I thank you, Mr Brady, for your excellent chairmanship throughout the debate. I also thank my co-sponsors of the debate, because no one could have had better co-sponsors with greater gravitas or greater recognition on both sides of the House for the work that they do in this area. It is extremely pleasant to see in the Chamber at the end of the debate the hon. Member for Broxbourne (Mr Walker), who has also played a huge part in raising mental health issues in the House.

This is a time of consensus. There is cross-party agreement that we must move forward. We all recognise that the police, the voluntary services, the health service and, most importantly, people who suffer from mental ill health want recognition that it is time for change and for a review of the use of section 136 powers for the 21st century.

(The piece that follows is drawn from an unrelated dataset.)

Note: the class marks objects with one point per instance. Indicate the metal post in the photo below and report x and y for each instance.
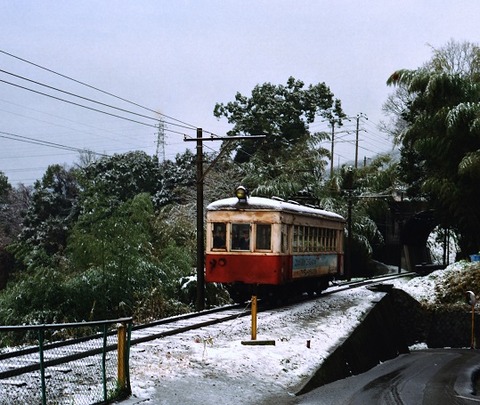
(104, 365)
(42, 366)
(121, 373)
(200, 302)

I thank the other hon. Members who have taken part in the debate. The hon. Member for Totnes (Dr Wollaston) demonstrated her insight into issues involving rural areas and children, and the hon. Member for Plymouth, Sutton and Devonport (Oliver Colvile) paid particular attention to military matters. We all look forward to the concordat being published in the new year. Let us hope that between us, across the House, we can ensure that people who suffer mental ill health have the service that they desire and deserve.